Climate change juggernaut on the horizon, UN talks toldPOZNAN, Poland (AFP) — War, hunger, poverty and sickness will stalk humanity if the world fails to tackle climate change, a 12-day UN conference on global warming heard on Monday.
A volley of grim warnings sounded out at the start of the marathon talks, a step to a new worldwide treaty to reduce greenhouse gases and help countries exposed to the wrath of an altered climate.
"Humankind in its activity just reached the limits of the closed system of our planet Earth," said Polish Environment Minister Maciej Nowicki, elected to chair the December 1-12 meeting in the city of Poznan.
"Further expansion in the same style will generate global threats of really great intensity -- huge droughts and floods, cyclones with increasingly more destructive power, pandemics of tropical disease, dramatic decline of biodiversity, increasing ocean levels," said Nowicki.
"All these can cause social and even armed conflict and migration of people at an unprecedented scale."
The forum of the 192-member UN Framework Convention on Climate Change (UNFCCC) comes halfway in a two-year process, launched in Bali, Indonesia, that aims at crafting a new pact in Copenhagen in December 2009.
Nowicki's warning was underscored by Rajendra Pachauri, head of the Nobel-winning Intergovernmental Panel on Climate Change (IPCC), which provides neutral scientific opinion on global warming and its impacts.
"The impacts of climate change, if there is inaction, can be extremely serious," he said.
"We have projected that the number of people living in severely stressed river basins will increase from 1.4 to 1.6 billion in 1995 to 4.3-6.9 billion in 2050. That's almost the majority of humanity.

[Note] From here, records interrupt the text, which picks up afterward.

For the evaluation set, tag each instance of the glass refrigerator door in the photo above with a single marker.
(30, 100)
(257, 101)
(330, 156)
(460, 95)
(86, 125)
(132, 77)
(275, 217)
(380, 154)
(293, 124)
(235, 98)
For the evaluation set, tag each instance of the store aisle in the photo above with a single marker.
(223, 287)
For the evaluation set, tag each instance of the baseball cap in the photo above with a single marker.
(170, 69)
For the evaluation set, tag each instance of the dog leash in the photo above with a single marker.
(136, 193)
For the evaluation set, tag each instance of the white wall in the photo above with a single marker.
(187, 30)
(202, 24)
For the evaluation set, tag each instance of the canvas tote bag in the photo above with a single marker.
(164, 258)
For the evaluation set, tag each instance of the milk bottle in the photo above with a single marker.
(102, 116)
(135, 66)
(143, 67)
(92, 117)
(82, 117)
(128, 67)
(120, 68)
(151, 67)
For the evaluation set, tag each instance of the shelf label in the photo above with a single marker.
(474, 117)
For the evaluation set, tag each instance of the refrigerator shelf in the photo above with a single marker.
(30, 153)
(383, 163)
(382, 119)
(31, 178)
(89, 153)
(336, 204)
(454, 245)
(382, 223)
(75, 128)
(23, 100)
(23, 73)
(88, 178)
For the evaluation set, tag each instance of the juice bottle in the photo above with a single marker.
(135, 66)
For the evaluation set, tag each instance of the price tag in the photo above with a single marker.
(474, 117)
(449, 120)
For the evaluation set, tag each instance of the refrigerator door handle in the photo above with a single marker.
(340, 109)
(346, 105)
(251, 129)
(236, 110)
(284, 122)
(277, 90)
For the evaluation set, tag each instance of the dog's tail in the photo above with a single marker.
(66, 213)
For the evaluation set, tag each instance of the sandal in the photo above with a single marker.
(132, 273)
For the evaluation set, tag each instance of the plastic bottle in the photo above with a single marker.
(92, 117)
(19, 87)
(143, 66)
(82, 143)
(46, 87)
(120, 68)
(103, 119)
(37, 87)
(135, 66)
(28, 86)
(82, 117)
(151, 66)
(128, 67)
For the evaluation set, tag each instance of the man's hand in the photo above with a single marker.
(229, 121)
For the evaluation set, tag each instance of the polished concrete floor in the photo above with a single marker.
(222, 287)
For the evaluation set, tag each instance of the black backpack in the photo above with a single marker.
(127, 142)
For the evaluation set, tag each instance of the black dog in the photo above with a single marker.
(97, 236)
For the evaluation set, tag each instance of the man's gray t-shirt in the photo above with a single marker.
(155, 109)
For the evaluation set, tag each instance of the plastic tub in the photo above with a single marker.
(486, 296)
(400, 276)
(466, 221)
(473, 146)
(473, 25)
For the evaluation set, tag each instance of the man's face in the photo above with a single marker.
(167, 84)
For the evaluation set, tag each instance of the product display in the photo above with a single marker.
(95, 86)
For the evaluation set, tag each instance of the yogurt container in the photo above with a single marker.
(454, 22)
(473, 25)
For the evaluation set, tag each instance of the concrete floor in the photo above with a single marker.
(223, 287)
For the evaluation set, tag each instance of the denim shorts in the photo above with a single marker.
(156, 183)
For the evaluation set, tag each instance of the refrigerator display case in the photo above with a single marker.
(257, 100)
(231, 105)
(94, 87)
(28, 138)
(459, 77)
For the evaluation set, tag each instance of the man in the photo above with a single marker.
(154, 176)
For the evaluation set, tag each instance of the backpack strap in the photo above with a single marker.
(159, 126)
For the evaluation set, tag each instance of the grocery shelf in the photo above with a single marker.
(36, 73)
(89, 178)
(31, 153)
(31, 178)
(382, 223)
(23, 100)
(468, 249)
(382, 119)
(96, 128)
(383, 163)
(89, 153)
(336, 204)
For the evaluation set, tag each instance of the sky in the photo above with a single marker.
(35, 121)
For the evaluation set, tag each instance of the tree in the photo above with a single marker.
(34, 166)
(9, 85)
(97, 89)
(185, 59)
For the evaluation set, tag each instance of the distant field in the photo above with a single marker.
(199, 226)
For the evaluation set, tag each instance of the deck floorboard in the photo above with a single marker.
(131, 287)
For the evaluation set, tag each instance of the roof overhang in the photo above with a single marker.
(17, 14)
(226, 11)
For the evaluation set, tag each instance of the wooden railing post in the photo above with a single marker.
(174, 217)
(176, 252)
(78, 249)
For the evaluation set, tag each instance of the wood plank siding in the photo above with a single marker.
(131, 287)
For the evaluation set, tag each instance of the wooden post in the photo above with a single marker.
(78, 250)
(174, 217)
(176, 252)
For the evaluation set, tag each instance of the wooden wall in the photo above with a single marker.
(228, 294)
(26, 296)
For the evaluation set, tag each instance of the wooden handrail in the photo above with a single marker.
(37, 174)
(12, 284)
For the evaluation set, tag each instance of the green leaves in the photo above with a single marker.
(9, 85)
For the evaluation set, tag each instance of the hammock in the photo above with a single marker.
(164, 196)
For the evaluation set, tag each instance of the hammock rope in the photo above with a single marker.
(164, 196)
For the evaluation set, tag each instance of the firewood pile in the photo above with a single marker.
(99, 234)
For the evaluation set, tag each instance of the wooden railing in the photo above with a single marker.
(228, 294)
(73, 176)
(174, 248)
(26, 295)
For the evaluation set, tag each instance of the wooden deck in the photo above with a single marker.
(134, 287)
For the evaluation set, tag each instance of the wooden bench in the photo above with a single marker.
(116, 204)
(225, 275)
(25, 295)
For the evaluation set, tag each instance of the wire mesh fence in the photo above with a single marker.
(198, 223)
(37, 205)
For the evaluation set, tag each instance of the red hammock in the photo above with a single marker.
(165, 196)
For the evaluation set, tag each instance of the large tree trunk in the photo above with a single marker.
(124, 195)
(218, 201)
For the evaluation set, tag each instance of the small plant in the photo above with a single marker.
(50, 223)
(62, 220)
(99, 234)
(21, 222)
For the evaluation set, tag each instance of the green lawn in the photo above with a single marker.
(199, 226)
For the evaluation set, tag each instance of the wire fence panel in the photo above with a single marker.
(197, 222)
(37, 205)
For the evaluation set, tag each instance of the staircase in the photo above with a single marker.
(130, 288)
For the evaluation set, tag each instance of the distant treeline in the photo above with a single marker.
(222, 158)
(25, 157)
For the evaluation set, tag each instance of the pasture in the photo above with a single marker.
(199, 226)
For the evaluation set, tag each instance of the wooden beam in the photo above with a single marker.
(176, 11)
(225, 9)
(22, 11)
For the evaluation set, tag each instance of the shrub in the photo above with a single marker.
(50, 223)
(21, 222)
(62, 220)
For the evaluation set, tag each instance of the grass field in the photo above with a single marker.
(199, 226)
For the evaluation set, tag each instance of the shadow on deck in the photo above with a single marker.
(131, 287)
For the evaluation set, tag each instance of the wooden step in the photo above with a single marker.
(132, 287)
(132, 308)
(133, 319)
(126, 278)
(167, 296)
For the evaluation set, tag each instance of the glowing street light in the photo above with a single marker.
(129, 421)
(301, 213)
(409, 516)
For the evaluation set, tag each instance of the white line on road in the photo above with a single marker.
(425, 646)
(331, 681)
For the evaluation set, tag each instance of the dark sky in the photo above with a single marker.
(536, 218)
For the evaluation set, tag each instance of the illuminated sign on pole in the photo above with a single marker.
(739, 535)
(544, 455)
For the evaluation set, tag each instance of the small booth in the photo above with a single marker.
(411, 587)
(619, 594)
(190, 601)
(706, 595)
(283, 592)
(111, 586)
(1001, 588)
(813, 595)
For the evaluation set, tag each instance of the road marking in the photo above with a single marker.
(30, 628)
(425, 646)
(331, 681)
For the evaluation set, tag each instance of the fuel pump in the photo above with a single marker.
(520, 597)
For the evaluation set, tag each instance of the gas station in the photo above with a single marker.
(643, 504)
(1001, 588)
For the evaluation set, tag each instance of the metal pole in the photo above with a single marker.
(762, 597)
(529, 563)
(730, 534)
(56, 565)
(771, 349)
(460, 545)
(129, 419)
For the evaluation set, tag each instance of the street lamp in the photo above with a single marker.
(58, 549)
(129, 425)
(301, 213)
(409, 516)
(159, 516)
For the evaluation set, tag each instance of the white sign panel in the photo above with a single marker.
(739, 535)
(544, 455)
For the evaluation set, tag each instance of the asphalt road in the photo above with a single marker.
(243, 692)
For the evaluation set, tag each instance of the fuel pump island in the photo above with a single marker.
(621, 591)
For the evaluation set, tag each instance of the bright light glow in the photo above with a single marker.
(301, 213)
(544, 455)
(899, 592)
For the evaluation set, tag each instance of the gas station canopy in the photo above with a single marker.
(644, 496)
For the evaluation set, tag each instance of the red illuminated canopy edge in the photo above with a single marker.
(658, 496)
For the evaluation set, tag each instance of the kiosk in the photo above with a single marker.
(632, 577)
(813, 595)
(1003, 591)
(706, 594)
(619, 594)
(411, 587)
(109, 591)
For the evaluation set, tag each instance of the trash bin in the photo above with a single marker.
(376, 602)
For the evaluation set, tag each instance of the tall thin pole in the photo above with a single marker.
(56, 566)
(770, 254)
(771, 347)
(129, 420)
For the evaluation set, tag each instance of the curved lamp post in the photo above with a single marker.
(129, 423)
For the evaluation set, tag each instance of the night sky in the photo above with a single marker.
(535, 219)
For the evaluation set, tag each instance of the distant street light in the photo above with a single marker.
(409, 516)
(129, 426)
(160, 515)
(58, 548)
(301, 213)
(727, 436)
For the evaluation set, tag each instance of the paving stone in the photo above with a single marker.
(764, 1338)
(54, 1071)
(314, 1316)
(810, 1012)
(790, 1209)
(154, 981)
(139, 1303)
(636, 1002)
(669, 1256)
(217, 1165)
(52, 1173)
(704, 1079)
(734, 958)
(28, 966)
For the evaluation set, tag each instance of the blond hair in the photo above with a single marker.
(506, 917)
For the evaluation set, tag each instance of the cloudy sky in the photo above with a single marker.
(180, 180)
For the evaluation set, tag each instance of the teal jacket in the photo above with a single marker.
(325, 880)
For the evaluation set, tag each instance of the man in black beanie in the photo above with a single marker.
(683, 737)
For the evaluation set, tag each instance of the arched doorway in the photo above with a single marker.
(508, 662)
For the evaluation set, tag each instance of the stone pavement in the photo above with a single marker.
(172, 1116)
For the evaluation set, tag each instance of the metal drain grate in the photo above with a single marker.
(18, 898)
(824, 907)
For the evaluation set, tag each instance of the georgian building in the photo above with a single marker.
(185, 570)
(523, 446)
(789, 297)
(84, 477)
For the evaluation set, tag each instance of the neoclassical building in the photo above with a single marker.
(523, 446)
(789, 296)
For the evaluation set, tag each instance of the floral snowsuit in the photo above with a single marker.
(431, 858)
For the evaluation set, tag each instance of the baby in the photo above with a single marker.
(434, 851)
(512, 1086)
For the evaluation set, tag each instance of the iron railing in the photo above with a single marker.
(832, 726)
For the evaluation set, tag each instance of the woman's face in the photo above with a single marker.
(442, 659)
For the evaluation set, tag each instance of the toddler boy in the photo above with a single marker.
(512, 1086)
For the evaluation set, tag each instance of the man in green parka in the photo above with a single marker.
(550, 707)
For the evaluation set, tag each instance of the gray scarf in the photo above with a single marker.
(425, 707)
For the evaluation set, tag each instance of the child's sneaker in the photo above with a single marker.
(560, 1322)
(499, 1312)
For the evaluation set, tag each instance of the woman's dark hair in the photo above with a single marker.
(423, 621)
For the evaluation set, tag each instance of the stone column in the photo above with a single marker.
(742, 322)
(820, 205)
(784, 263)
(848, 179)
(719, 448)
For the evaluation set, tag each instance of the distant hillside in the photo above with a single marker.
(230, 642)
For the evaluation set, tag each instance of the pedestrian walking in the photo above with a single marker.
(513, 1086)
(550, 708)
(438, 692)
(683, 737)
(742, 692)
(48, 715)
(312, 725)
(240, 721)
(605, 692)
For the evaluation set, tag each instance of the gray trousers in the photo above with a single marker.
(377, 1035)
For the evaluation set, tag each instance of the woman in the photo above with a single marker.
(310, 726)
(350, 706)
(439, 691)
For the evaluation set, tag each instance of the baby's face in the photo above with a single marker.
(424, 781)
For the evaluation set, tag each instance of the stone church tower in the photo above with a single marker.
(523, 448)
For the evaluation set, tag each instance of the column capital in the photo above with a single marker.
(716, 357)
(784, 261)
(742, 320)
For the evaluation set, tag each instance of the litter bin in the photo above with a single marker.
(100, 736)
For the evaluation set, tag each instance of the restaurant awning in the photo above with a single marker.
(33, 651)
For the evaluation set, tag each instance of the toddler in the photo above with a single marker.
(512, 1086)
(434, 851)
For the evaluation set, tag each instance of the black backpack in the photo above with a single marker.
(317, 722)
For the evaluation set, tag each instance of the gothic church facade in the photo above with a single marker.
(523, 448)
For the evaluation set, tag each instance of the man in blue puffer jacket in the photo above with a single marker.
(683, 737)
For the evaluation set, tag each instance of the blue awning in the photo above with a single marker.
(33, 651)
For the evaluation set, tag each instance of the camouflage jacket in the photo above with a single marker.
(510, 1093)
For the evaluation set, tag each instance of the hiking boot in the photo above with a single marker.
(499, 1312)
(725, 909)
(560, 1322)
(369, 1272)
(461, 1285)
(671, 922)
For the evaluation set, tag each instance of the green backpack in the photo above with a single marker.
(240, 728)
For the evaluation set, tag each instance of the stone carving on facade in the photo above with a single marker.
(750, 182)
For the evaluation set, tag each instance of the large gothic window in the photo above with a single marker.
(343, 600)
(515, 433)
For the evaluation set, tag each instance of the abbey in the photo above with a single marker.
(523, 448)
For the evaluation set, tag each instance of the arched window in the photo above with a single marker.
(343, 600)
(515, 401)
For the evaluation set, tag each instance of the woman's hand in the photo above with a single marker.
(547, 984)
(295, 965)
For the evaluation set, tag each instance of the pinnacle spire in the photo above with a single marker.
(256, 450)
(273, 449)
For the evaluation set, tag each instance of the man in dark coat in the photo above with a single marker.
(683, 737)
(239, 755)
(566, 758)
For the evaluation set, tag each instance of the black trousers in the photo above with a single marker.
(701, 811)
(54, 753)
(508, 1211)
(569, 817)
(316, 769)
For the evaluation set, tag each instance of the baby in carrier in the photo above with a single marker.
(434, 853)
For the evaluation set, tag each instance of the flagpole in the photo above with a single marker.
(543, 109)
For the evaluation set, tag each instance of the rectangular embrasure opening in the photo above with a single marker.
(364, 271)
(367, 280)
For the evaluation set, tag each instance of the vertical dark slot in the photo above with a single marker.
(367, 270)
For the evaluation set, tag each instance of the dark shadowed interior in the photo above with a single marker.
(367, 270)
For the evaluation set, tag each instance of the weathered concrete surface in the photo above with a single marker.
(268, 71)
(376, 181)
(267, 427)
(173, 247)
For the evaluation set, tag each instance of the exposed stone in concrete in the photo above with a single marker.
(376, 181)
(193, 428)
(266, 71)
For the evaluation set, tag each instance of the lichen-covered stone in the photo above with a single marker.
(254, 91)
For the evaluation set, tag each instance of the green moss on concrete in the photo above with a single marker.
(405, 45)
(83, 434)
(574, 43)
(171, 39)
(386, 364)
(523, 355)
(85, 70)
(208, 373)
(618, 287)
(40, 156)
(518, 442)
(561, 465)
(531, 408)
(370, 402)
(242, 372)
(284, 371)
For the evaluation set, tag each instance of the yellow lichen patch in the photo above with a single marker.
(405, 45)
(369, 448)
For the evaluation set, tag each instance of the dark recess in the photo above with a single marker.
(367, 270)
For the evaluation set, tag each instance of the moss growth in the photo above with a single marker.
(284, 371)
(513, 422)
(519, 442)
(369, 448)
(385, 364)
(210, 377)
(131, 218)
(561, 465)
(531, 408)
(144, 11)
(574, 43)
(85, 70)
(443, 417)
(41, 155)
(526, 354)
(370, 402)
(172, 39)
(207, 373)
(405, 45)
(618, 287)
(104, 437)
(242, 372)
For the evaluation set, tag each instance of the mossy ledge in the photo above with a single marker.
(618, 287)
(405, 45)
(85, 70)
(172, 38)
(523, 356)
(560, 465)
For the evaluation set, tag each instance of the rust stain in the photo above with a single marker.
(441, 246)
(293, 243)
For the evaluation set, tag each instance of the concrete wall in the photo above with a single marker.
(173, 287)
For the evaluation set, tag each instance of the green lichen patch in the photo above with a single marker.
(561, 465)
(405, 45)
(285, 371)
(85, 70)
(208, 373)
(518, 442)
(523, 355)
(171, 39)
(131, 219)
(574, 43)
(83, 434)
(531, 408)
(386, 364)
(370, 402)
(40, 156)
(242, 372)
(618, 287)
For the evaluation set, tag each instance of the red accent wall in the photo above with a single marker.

"Roughly 20 to 30 percent species assessed will be at increasingly high risk of extinction as global temperatures exceed two to three degrees Centigrade (3.6-5.4 degrees Fahrenheit) above pre-industrial levels.
"Abrupt and irreversible changes are possible, such as the collapse of the Greenland and West Antarctic icesheets," leading to a rise in sea levels measurable in metres, or many feet, he said.
"For Greenland, the temperature threshold for breakdown is estimated at about 1.1 to 3.8 degrees Celsius (2.0-6.8 F) above today's global average level. We're very close to that."
Progress under the so-called Bali Roadmap has been bogged down over demands for concessions and the sheer complexity of a deal.
Hopes for a breakthrough at Poznan have also been darkened by the global economic crisis.